Il y a une violence rentrée dans un espace qui serait à la fois domestique et créateur. C’est un espace indompté, parce qu’il ne lui est pas assigné de fonction: un espace où l’art peut émerger d’une façon sourde, mettre en tension des choses très banales pour en faire de l’art, et tout chambouler.
Ce sont aussi des hommes qui sont repus du huis clos domestique, souvent considéré comme féminin. Ils se sont confrontés au confinement, ils ont intégré cette dimension féminine, de l’intégration de l’espace de vie à la création, contrairement à l’artiste qui doit aller chercher à l’extérieur son influence pour exister, et c’est le contraste entre ces perceptions et leur rôle d’homme qui leur a permis de faire des choses très intéressantes.

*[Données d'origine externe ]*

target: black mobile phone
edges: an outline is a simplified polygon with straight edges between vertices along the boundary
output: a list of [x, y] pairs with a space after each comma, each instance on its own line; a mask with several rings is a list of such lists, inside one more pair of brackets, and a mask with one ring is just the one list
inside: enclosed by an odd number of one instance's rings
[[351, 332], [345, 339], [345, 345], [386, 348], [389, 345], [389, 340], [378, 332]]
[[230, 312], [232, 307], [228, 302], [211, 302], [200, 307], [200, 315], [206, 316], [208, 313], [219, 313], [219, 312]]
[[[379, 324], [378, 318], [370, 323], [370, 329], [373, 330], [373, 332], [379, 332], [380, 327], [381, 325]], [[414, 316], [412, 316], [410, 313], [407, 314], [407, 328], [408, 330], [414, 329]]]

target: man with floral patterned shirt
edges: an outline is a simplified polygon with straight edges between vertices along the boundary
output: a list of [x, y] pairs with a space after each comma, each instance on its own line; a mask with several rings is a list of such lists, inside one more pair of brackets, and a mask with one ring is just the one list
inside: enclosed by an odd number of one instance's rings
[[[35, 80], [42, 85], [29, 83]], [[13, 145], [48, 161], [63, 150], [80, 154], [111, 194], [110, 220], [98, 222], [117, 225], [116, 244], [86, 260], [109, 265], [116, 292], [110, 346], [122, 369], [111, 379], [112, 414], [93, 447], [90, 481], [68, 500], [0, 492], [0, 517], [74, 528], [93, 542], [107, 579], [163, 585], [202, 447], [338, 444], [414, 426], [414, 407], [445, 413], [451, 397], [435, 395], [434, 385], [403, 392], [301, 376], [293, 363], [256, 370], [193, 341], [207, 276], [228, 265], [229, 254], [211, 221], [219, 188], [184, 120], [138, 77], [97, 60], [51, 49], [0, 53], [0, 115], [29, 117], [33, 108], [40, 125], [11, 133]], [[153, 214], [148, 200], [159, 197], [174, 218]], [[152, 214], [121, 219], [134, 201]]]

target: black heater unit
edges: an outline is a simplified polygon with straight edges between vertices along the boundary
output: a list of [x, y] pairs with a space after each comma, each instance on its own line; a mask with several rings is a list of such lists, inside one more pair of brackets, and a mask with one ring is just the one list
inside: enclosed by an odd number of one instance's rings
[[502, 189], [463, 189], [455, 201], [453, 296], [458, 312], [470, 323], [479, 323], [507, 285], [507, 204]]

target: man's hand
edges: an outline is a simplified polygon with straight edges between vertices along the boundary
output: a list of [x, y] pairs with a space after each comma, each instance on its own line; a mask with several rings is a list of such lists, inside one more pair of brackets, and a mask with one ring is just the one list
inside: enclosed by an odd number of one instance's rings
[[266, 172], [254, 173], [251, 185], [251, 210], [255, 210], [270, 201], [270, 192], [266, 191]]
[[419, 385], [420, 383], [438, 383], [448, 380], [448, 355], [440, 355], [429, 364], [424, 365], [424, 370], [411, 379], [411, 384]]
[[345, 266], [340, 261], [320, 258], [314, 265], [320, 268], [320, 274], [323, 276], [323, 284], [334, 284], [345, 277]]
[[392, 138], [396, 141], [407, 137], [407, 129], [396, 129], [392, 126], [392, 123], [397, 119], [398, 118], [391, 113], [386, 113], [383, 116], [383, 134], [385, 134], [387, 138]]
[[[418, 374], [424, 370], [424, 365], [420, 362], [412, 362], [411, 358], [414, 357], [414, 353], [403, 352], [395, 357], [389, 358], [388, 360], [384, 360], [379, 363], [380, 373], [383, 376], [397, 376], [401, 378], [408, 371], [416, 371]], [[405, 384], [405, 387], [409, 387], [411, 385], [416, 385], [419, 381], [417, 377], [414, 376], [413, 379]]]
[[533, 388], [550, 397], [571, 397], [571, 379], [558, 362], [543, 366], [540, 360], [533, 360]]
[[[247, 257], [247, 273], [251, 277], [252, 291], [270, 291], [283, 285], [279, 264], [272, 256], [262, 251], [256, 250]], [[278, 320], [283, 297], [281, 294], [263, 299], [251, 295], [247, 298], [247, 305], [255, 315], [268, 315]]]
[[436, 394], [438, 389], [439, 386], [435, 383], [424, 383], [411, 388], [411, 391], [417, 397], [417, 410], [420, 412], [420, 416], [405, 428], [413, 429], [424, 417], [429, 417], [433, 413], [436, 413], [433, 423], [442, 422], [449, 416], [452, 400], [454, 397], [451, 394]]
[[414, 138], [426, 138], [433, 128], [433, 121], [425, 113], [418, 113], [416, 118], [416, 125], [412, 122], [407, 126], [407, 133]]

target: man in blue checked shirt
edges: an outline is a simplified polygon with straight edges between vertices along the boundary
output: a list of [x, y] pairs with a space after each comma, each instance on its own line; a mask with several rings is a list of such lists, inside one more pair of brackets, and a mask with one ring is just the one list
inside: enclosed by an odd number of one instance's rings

Je trouve que certaines de tes œuvres ressemblent beaucoup à des œuvres de Nauman, comme ses cercles en béton brut, qui délimitent des territoires. Pour moi qui pense au contexte de leur création, c’est violent, c’est un symbole d’étranglement. Un peu comme ta plaque de polystyrène, que tu abimes avec de l’acide, qui la ronge.
C’est pour ça que je t’ai posé cette question de l’espace de fabrication, parce qu’inconsciemment il peut y avoir un combat entre artiste et matériaux, un combat certes non spectaculaire mais à l’image de beaucoup de petits combats non spectaculaires qui régissent notre vie au quotidien, dans ce monde encombré d’objets qui ne se comportent pas comme tu veux, qui t’agressent et te jettent à la figure le fait que même si tu les as créés, ils ne t’obéissent pas. C’est comme une lutte de survie.
Même si on se dit que notre environnement, au XXI e siècle, il devrait être complètement domestiqué, parfait, ergonomique. Et bien non, il est encore extrêmement violent.
Cécile Dauchez. Récemment je voulais continuer les expériences avec les feutrines et les tissus, où la structure est intégrée après, en fonction des plis et du mouvement. J’étais dans la rue à la recherche de tissus, et j’ai croisé des ouvriers en train de jeter les filets d’échafaudage qui avaient servi à la restauration des façades. L’un d’eux m’a proposé de m’en donner. Il les a repris et les a déroulés sur le bitume. Il me les a ensuite enroulés comme s’il accomplissait un rituel ou un geste sacré. Je suis rentrée à l’atelier avec, et je ne pouvais plus y toucher. Je n’ai rien fait dessus. C’était sur une façade d’immeuble, les filets ont gardé des empreintes, de la poussière, de la peinture, des détails. Je me suis dit que ça m’intéressait beaucoup plus de les garder comme ça. Ces formes résultent d’un instant précis, d’un échange. Sans ça il n’y aurait rien eu. Ça m’a posé pas mal de questions sur pourquoi je ne veux plus le toucher, pourquoi le garder tel quel. Voir c’est déjà une décision.